The key components of the approach are:
Self-supervised 3D root localization: A synthetic dataset of 3D root points and their corresponding multi-view root heatmaps is used to train a 3D root localization model. This model is further regularized using an affine consistency constraint.
Self-supervised 3D pose estimation: The 3D poses are modeled as a bottleneck representation. These 3D poses are projected to 2D joints in each view, which are then rendered into differentiable 2D heatmap representations. The model is trained to minimize the L1 loss between the projected 2D joints and the pseudo 2D poses, as well as the L2 loss between the rendered heatmaps and the pseudo 2D poses.

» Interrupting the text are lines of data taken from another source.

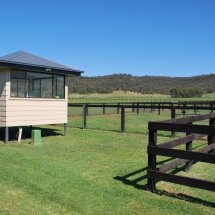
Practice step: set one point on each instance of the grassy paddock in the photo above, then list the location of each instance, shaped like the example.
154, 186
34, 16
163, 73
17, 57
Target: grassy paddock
120, 96
95, 171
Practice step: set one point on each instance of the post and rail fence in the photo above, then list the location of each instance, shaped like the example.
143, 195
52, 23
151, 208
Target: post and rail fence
135, 107
181, 157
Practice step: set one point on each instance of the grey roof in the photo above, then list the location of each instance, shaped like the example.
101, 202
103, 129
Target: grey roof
25, 58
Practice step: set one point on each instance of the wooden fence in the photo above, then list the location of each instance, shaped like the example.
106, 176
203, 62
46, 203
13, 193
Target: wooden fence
181, 157
135, 107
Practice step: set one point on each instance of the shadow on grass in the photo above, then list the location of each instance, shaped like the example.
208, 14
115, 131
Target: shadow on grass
26, 132
185, 197
180, 196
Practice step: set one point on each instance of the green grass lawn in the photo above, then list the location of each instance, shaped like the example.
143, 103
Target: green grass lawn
95, 171
120, 96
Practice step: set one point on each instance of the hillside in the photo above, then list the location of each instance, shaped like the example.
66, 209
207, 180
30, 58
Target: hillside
143, 84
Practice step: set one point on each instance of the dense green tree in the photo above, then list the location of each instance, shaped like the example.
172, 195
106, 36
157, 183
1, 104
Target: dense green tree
185, 87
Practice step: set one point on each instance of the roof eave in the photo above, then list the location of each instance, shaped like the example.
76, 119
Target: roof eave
38, 68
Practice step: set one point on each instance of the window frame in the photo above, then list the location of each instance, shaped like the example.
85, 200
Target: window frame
54, 88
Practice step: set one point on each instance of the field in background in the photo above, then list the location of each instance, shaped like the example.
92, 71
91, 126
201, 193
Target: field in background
120, 96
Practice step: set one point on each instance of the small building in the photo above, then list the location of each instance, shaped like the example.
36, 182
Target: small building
33, 91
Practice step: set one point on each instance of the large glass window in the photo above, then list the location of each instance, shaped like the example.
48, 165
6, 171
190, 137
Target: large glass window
37, 85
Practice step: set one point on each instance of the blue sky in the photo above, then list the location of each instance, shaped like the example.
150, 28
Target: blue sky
101, 37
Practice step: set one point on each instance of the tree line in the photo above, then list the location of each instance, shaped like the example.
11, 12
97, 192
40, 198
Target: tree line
176, 87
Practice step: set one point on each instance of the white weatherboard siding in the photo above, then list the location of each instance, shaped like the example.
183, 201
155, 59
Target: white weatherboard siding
29, 111
22, 112
3, 95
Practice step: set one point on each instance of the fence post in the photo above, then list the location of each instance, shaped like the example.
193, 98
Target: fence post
137, 108
184, 109
172, 117
122, 119
195, 111
211, 105
86, 109
151, 183
188, 148
211, 138
118, 108
84, 116
132, 107
103, 109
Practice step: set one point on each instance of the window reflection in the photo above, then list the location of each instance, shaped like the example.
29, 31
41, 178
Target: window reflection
37, 85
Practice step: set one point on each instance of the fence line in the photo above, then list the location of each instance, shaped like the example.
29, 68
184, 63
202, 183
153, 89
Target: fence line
186, 157
120, 108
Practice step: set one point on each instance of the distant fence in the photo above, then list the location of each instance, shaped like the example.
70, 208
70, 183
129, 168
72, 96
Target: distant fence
135, 107
181, 157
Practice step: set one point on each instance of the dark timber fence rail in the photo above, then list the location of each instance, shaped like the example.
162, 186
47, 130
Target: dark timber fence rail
135, 107
181, 157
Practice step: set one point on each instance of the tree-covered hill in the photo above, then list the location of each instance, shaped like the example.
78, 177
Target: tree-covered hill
143, 84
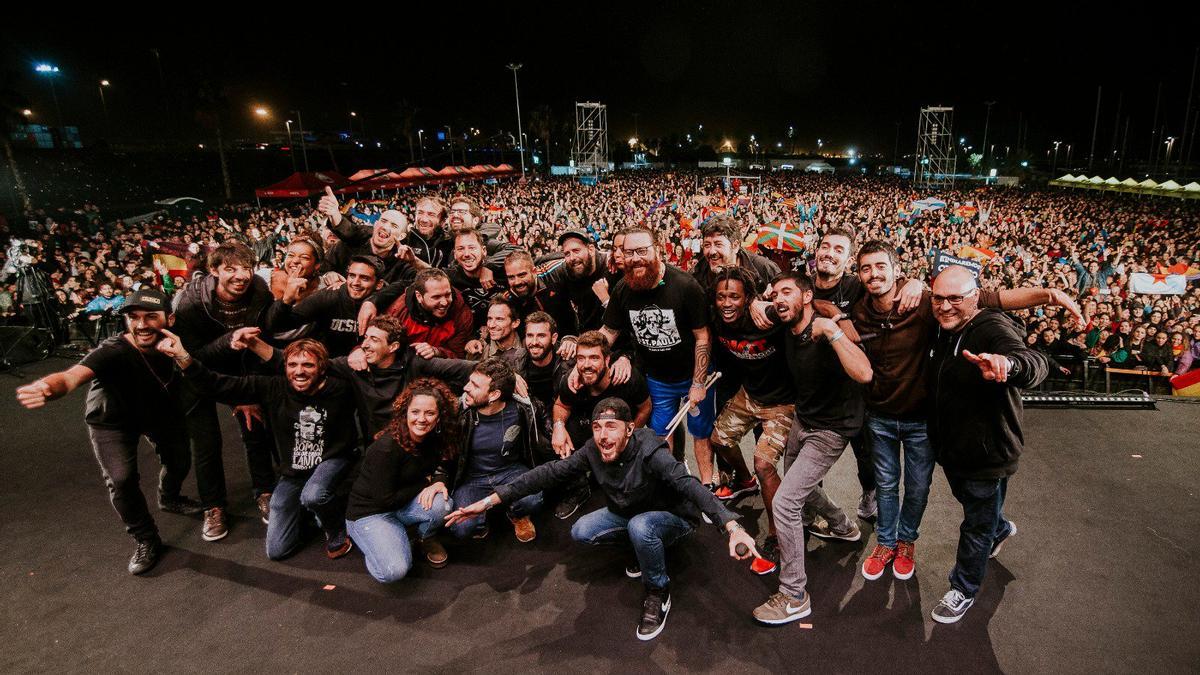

Adaptive supervision attention: To address the inaccuracies in the pseudo 2D poses, an adaptive supervision attention mechanism is proposed. For the L1 joint loss, a hard attention strategy is used to ignore the view with the largest error. For the L2 heatmap loss, a soft attention mechanism is employed using a lightweight backbone to generate attention heatmaps.
Extensive experiments on the Panoptic, Shelf, and Campus datasets show that SelfPose3d achieves performance comparable to fully-supervised approaches, while significantly outperforming optimization-based methods that do not use ground-truth poses. Qualitative results demonstrate the ability of SelfPose3d to handle occlusions and multiple persons, as well as the plausibility of the estimated 3D poses and body meshes.
Stats
The 3D root localization model is trained on a synthetic dataset of randomly placed 3D points and their corresponding multi-view root heatmaps.
Quotes
"We propose a novel self-supervised learning objective that aims to recover 2d joints and heatmaps under different affine transformations from the bottleneck 3d poses."
"To address the inaccuracies in the pseudo 2d poses, we propose an adaptive supervision attention mechanism."